EDIT - Improved the question by including a reproducible example and giving more clarity to my issues
Hi, my issue is that I have to translate this Stata code to R for it to be used in a large dataset:
sort UF UPA Ano Trimestre
loc j = 1
loc stop = 0
loc count = 0
while `stop' == 0 {
loc lastcount = `count'
count if p201 == . & n_p == `i'+1
loc count = r(N)
if `count' == `lastcount' {
loc stop = 1
}
else {
if r(N) != 0 {
replace p201 = p201[_n - `j'] if
UF == UF[_n - `j'] &
UPA == UPA[_n - `j'] &
n_p == `i'+1 & n_p[_n - `j'] == `i' &
p201 ==. & forw[_n - `j'] != 1 &
replace forw = 1 if UF == UF[_n + `j'] &
UPA == UPA[_n + `j'] &
p201 == p201[_n + `j'] &
n_p == `i' & n_p[_n + `j']==`i'+ 1 &
forw != 1
loc j = `j' + 1
}
else {
loc stop = 1
}
}
}
replace back = p201 !=. if n_p == `i'+1
replace forw = 0 if forw != 1 & n_p == `i'
}
My dataset is huge and more complex than the example posted below.

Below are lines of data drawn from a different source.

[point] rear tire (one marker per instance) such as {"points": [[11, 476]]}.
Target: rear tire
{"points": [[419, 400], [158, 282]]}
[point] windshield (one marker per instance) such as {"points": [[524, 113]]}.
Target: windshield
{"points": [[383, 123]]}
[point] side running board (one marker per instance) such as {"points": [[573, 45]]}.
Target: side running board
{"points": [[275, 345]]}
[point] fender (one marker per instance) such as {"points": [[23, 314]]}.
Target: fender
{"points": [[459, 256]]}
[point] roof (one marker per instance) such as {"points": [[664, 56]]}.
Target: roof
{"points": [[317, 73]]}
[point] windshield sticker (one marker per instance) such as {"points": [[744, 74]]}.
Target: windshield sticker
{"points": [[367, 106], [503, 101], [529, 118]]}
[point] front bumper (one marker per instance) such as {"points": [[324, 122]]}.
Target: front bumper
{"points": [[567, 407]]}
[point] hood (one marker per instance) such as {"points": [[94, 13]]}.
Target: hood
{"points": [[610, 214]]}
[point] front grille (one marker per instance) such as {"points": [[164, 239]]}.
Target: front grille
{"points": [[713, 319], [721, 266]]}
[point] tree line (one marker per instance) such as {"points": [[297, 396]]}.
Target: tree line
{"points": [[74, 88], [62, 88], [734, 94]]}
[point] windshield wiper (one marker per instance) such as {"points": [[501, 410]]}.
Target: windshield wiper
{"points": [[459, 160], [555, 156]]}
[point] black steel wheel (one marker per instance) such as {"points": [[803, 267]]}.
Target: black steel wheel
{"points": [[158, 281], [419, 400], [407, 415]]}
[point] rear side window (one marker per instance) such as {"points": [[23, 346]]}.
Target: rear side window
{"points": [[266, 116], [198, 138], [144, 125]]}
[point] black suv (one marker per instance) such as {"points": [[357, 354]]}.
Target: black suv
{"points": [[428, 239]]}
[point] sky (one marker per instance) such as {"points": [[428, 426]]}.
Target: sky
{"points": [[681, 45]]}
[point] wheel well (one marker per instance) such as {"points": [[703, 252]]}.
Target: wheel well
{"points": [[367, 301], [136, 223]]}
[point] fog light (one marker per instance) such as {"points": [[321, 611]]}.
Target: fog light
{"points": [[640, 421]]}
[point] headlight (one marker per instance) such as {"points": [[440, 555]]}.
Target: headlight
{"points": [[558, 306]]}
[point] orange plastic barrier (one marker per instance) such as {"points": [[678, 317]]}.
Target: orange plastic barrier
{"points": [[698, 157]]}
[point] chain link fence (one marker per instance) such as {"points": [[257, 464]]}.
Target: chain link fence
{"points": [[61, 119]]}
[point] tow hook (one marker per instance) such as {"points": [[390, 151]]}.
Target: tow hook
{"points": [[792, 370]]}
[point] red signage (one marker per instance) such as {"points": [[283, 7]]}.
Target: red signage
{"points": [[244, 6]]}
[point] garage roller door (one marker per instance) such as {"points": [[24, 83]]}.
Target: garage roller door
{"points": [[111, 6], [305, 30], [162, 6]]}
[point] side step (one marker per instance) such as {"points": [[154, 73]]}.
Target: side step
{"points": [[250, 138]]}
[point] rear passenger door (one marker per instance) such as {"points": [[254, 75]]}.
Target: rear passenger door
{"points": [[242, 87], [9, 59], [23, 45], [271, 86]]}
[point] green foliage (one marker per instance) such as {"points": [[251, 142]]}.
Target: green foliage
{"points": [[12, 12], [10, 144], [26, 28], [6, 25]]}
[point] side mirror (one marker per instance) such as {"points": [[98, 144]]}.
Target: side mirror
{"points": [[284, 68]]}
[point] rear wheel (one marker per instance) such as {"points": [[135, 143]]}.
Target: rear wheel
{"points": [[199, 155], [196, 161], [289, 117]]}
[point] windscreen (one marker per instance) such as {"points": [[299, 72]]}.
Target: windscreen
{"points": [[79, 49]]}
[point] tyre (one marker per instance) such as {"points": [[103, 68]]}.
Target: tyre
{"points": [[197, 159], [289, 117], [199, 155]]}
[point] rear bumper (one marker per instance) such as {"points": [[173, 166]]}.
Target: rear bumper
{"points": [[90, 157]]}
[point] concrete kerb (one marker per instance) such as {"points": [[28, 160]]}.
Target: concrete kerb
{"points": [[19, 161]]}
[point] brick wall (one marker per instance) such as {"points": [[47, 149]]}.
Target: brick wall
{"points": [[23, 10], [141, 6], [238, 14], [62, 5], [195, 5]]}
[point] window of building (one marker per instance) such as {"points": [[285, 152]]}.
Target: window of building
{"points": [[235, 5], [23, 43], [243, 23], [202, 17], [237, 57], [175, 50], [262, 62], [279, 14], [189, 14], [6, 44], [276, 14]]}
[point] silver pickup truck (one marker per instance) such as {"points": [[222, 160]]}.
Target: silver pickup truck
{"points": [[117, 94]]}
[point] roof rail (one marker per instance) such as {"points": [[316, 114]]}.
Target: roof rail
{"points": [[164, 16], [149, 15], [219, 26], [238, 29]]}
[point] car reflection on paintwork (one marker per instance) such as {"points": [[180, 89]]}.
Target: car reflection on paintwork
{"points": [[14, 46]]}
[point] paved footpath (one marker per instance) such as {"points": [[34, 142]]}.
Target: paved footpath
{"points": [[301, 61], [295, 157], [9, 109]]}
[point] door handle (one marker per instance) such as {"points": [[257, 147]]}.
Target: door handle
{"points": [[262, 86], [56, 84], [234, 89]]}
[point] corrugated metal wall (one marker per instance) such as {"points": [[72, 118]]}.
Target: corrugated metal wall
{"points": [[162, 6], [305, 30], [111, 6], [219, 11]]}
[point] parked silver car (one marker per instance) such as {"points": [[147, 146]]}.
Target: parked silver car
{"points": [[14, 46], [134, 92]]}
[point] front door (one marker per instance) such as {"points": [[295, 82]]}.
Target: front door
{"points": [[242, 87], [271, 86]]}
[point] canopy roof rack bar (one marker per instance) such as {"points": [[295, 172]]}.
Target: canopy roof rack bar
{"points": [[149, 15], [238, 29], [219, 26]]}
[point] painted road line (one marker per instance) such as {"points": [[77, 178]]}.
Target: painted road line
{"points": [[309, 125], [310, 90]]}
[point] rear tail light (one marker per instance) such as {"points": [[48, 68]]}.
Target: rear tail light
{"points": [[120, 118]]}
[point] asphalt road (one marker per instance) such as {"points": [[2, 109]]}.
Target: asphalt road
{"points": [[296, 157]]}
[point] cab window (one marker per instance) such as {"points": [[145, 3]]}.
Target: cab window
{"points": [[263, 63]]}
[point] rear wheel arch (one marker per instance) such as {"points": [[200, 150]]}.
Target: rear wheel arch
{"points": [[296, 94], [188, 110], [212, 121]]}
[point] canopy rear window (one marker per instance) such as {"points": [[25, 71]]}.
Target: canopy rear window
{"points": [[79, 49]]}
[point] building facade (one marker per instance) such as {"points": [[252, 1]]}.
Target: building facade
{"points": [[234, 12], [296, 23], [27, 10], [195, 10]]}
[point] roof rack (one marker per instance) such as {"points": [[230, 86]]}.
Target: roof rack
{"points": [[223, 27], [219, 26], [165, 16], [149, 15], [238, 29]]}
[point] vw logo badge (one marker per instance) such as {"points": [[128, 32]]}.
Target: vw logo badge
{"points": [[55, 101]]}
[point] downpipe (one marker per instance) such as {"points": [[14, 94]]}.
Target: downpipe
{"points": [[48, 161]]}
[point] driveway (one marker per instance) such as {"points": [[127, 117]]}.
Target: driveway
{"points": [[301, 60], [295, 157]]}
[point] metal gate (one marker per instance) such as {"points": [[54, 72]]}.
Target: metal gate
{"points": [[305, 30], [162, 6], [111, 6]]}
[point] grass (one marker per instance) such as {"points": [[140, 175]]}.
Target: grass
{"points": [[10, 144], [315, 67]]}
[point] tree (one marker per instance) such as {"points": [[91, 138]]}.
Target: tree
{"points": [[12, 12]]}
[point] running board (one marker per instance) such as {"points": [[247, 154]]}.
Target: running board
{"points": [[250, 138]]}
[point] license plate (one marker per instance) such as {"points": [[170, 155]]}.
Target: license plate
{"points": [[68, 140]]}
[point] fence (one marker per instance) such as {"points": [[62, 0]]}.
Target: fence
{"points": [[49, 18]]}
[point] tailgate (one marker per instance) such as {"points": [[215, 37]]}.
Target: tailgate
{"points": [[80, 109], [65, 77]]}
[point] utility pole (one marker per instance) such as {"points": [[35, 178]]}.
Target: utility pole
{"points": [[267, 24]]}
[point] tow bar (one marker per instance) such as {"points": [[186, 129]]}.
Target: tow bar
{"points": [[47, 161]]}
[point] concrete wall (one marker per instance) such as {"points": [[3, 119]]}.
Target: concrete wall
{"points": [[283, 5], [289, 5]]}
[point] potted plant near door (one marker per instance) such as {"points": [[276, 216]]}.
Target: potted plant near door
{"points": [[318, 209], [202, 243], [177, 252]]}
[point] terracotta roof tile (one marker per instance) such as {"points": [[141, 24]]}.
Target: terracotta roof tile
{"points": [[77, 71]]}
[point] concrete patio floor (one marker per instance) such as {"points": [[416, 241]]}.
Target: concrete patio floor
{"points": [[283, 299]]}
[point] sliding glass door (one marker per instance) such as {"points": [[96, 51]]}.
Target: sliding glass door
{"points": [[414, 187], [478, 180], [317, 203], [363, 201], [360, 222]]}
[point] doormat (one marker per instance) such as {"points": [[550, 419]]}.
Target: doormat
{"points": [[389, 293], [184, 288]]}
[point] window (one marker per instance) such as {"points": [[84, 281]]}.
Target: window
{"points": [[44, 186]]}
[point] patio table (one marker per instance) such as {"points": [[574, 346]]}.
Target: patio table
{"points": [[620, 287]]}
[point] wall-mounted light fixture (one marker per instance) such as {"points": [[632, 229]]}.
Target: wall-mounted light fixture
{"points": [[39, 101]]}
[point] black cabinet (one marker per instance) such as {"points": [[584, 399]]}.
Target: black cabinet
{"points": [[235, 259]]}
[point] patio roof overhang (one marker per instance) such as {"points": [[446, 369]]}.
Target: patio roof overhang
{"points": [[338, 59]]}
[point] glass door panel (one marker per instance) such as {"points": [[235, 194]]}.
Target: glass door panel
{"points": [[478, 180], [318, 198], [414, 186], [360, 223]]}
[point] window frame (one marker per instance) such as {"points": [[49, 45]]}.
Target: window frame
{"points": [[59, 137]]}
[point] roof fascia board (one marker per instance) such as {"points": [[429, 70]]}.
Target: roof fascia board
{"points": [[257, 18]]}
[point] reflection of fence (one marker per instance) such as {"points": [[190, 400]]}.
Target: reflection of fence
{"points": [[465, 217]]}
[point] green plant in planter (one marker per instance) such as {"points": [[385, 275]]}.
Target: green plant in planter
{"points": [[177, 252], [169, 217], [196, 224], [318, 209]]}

I would like to understand mainly what is the usefulness of the while loop involving j.
Here is a toy example and the desired result in R:
start <- data.frame(
Ano = c(2012, 2012, 2012, 2012),
Trimestre = c("1", "2", "3", "4"),
UF = c(28, 28, 28, 28),
UPA = c(280020150, 280020150, 280020150, 280020150),
n_p = c(1, 2, 3, 4),
p201 = c(1, NA, NA, NA),
back = c(NA, NA, NA, NA),
forw = c(NA, NA, NA, NA)
)
end <- data.frame(
Ano = c(2012, 2012, 2012, 2012),
Trimestre = c("1", "2", "3", "4"),
UF = c(28, 28, 28, 28),
UPA = c(280020150, 280020150, 280020150, 280020150),
n_p = c(1, 2, 3, 4),
p201 = c(1, 1, 1, 1),
back = c(NA, 1, 1, 1),
forw = c(1, 1, 1, 0)
)
Mainly, in the dataset there are multiple possible combinations for UF, UPA that identify the individual. Ano and Trimestre denote year and trimesters.
It seems as if the dataset is only matching all rows with the same UF-UPA by having them all according to the first value of p201 in each group. Variables back and forw equal 1 if an observation is paired with some other one in a past or future date.
My question then is if someone can help me say what are the while and j's for? I am not sure if the code could be greatly simplified in R by only using group_by from dplyr. I am not sure even if a for loop would be required.
However, I am not sure if this is only because of the particular subset of the data I have posted here or if these parts are indeed necessary. Is there a clever way to find out by testing some other stuff?